HESI LPN
HESI Practice Test for Fundamentals
1. A client is scheduled for hip surgery in an hour. Which of the following actions is the nurse’s priority?
- A. Ensure that the client signs the consent form.
- B. Lock the client’s valuables in a secure location.
- C. Verify the client’s lab values in the medical record.
- D. Administer the prescribed preoperative sedative.
Correct answer: A
Rationale: The nurse’s priority is to ensure that the client signs the consent form before the hip surgery. This is crucial as it ensures that the client has provided informed consent for the procedure. Locking valuables, verifying lab values, and administering sedatives are important tasks but ensuring consent takes precedence as it directly impacts the client’s right to make decisions about their care.
2. A nurse is caring for an older, immobile patient whose condition requires a supine position. Which metabolic alteration will the nurse monitor for in this patient?
- A. Increased appetite
- B. Increased diarrhea
- C. Increased metabolic rate
- D. Increased pulse rate
Correct answer: D
Rationale: When an older, immobile patient is in a supine position, it increases cardiac workload, leading to an increased pulse rate. This is because the heart rate in older adults may not tolerate the additional workload. Choices A, B, and C are incorrect because an increased appetite, increased diarrhea, and increased metabolic rate are not directly associated with being immobile in a supine position. Increased appetite is more related to nutritional needs or certain medical conditions, increased diarrhea could be due to various causes, and an increased metabolic rate is not typically a direct consequence of lying supine.
3. A nurse is caring for a client who has tuberculosis. Which of the following precautions should the nurse plan to implement when working with the client?
- A. Airborne
- B. Droplet
- C. Protective
- D. Contact
Correct answer: A
Rationale: Tuberculosis is an infectious disease that requires airborne precautions to prevent the transmission of infectious droplets. Airborne precautions involve wearing a mask, such as an N95 respirator, to protect against inhaling infectious particles. Droplet precautions are for diseases spread through respiratory droplets larger than those in airborne transmission, such as influenza. Protective precautions are not specific to respiratory infections and are more general measures to protect patients from harm. Contact precautions are used for diseases spread by direct or indirect contact, such as MRSA or C. diff infections, not for tuberculosis.

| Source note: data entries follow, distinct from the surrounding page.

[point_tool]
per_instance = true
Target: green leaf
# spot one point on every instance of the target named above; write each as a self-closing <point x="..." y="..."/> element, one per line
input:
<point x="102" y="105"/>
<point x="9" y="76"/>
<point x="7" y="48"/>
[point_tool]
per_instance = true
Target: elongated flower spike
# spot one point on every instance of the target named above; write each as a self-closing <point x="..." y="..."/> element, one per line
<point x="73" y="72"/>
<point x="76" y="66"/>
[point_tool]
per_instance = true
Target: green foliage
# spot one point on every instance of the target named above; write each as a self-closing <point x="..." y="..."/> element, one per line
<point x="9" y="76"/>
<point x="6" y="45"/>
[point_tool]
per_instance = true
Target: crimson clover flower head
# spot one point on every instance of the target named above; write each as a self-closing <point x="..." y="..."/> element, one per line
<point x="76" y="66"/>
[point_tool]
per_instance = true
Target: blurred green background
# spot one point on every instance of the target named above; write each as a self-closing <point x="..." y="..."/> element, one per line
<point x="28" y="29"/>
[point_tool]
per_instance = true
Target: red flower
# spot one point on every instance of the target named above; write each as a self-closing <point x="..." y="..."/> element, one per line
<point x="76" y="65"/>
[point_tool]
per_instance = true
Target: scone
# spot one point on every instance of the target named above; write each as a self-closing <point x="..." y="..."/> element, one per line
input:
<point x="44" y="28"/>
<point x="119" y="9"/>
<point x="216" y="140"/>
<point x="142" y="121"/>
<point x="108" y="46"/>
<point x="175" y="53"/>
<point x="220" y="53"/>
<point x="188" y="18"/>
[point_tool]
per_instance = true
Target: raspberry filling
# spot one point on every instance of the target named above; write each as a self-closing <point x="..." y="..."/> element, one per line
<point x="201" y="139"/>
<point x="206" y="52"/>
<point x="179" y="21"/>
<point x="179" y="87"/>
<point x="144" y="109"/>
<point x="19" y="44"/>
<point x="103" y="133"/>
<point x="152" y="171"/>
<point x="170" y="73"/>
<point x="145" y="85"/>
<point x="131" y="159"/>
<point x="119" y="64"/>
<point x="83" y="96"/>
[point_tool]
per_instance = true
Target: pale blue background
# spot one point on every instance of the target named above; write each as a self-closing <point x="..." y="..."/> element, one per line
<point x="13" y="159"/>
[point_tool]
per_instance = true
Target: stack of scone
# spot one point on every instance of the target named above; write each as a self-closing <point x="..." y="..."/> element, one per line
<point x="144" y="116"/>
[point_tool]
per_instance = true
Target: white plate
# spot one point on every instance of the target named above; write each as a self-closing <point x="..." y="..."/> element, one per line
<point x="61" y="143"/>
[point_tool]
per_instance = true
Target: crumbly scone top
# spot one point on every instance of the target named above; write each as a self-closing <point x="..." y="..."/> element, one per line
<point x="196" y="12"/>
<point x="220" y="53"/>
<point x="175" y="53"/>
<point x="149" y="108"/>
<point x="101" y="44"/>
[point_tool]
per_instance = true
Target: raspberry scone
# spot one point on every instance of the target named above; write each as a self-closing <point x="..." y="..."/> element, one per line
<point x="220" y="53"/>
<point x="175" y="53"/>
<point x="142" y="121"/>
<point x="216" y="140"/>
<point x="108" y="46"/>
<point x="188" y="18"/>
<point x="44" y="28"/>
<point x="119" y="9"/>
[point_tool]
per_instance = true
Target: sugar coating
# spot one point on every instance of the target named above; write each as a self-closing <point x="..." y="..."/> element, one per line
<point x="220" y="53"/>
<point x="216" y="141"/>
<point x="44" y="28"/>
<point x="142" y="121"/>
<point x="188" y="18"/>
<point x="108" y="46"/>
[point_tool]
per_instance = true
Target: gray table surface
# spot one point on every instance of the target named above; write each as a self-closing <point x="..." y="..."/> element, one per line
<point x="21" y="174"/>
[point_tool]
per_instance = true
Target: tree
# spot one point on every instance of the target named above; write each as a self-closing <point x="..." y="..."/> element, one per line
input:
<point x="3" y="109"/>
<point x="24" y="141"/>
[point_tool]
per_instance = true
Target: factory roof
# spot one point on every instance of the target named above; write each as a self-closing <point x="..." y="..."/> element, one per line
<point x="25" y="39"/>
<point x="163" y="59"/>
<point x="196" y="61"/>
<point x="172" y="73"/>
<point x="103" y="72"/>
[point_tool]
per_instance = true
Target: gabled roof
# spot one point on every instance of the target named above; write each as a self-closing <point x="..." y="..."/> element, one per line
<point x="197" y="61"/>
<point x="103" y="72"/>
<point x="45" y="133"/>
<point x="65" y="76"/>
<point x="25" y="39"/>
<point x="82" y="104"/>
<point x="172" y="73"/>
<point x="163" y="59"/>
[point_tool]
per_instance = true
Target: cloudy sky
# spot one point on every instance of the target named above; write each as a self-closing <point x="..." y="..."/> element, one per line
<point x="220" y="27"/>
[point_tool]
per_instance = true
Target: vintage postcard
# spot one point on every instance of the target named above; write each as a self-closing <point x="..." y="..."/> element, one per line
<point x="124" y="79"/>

4. When performing cardiac chest compressions, what is a critical concept that the nurse must understand?
- A. Push hard and deep on the chest
- B. Compress the chest at a rapid rate
- C. Perform compressions with minimal interruptions
- D. Use a two-handed technique for compressions
Correct answer: A
Rationale: The correct answer is to 'Push hard and deep on the chest.' Effective chest compressions during CPR should be forceful and deep enough to adequately circulate blood to vital organs. This helps maintain perfusion and increases the likelihood of a successful outcome. Compressing the chest at a rapid rate (choice B) is important but not as critical as ensuring the compressions are hard and deep. Performing compressions with minimal interruptions (choice C) is also crucial to maintain blood flow. Using a two-handed technique for compressions (choice D) may be helpful but is not as critical as the depth and force of the compressions.
5. An older adult male client is admitted to the medical unit following a fall at home. When undressing him, the nurse notes that he is wearing an adult diaper and skin breakdown is obvious over his sacral area. What action should the nurse implement first?
- A. Establish a toileting schedule to decrease episodes of incontinence
- B. Complete a functional assessment of the client's self-care abilities
- C. Apply a barrier ointment to intact areas that may be exposed to moisture
- D. Determine the size and depth of skin breakdown over the sacral area
Correct answer: D
Rationale: The first action the nurse should implement is to determine the size and depth of the skin breakdown over the sacral area. This initial assessment will provide crucial information on the extent of the damage and guide appropriate care interventions. Option A is not the priority in this scenario as the immediate concern is addressing the existing skin breakdown. Option B, completing a functional assessment, is important but should come after addressing the acute issue of skin breakdown. Option C, applying a barrier ointment, may be beneficial later but does not address the primary need of assessing the extent of the current skin damage.